COURT OF TAX APPEALS and FORTUNE TOBACCO CORPORATION G.R. No. 119761 August 29, 1996 VITUG, J.: FACTS : Fortune Tobacco Corporation, engaged in the manufacture of different cigarette brands was issued separate certificates of trademark registration on various dates for their products CHAMPION, HOPE and MORE. In a letter by then CIR Commissioner Bienvenido Tan Jr. To Deputy Minister Ramon Diaz of the PCGG, the commission classified these cigarettes as foreign brands having been listed in the World Tobacco Directory as belonging to foreign companies. Fortune Tobacco removed said brands from the foreign brands category by changing the names to HOPE Luxury and Premium MORE . Proof was submitted that CHAMPION was their original product and therefore a local brand. Ad valorem taxes were imposed on Hope Luxury More Premium and Champion International at 40% to 45% and Champion Kings and Lights at 15% to 20%. A bill which later became RA 7564 became effective on July 3, 1993 and it amended Sec 142(c)(1) of the National Internal Revenue Code. Two days before RA 7654 became effective RMC 37-93 was issued by the BIR stipulating that since HOPE, MORE and CHAMPION cant be traced to a single manufacturer of a single country, they are considered locally manufactured cigarettes bearing a foreign brand subject to 55% Ad Valorem tax on cigarettes. On July 2, 1993, BIR Deputy Commissioner Victor Deoferio Jr. sent a copy of RMC 3793 via telefax to Fortune Tobacco addressed to no particular person. A copy of the same was received by the company by ordinary mail on July 15, 1993 which prompted them to write a letter to the appellate division of BIR requesting for review, reconsideration and recall of said memo. The request was denied and an ad valorem tax deficiency was assessed at P 9,598,334. Fortune Tobacco filed a petition for review with the CTA which ruled that when RA 7654 took effect, the brands were not classified and taxed at 55%. As such , they shall be classified as locally manufactured cigarettes taxed at 45 or 20% as the case may be.
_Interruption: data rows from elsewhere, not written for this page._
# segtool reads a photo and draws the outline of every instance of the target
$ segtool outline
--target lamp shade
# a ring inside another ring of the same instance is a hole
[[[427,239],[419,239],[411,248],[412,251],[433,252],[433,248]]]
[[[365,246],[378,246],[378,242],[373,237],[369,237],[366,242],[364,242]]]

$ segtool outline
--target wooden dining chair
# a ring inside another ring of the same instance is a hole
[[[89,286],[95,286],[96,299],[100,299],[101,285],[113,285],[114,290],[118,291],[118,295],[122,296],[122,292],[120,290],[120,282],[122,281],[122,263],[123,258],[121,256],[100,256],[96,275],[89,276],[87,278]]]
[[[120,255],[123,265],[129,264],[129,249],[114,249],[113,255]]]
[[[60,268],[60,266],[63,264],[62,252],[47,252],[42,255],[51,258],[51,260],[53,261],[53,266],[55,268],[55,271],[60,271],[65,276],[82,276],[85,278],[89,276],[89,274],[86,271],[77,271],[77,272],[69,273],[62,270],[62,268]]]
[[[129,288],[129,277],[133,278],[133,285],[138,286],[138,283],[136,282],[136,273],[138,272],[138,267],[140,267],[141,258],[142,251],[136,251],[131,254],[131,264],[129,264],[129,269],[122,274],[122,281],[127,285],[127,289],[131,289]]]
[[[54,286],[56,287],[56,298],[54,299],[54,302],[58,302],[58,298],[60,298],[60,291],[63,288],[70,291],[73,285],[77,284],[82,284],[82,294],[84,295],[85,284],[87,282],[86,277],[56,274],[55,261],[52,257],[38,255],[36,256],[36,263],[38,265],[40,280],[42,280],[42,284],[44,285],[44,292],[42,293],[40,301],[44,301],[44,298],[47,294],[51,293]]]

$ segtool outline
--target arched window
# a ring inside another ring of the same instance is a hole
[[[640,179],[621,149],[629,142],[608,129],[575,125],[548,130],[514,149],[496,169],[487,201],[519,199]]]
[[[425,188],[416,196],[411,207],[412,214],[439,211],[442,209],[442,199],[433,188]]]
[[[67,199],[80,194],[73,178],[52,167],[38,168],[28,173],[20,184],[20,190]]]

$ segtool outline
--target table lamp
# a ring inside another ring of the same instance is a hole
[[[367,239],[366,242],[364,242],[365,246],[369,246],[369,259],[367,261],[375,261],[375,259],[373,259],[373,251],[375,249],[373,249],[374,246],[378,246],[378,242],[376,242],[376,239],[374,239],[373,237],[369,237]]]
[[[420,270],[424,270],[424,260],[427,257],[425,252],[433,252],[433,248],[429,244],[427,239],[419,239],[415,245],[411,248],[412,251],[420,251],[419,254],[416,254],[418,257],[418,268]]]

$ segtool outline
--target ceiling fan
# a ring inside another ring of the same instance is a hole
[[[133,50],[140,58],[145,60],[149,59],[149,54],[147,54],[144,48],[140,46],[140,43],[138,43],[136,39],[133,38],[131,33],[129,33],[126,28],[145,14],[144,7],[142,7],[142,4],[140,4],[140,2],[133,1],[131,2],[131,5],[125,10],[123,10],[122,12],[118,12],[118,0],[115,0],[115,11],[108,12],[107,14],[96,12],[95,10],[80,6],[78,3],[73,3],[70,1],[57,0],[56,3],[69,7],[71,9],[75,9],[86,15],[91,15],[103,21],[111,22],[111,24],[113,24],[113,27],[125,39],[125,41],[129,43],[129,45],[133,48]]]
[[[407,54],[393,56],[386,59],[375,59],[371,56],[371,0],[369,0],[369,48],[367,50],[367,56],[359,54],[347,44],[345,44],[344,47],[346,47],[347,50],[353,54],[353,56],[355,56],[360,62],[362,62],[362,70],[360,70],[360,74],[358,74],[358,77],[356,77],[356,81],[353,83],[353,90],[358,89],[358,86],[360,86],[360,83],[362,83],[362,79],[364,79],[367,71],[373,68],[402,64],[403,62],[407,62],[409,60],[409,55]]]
The ad valorem tax assessment was cancelled for lack of legal basis. With the CTA dismissing a motion for reconsideration, the CIR filed a petition for review with CA which affirmed in all respect the assailed decision and resolution.

There was no Notice and hearing and CIR argued that the memo was a mere interpretation of the ruling of BIR and as such, notice and hearing is not required. ISSUE: WON RMC 37-93 is a mere interpretative ruling which can stand as valid and enforceable without publication. RULING: No. Like any government agency, the CIR may not disregard legal requirements and applicable principles in the exercise of its quasi legislative powers. Lack of notice and hearing was a violation of the required due process and an infringement of the uniformity of taxation and equal protection considering further that it excluded other cigarette bearing foreign brands. Interpretative rules provide guidelines which the administrative agency in charge must enforce. When merely interpretative, it has no other consequences other than what the law itself has already prescribed. The memo was not a mere interpretative rule. Instead, it was a legislative rule in the nature of subordinate legislation designed to implement a primary legislation by providing details thereof. Being a promulgated legislative rule, it must be published. BIR in its move to reclassify the three cigarette brands and in raising their ad valorem taxes legislated under a quasi legislative authority, it did not simply interpret RA 7654. Without RMC 37-93, the enactment of RA 7654 would have no new tax rate consequence on the products of the private respondent.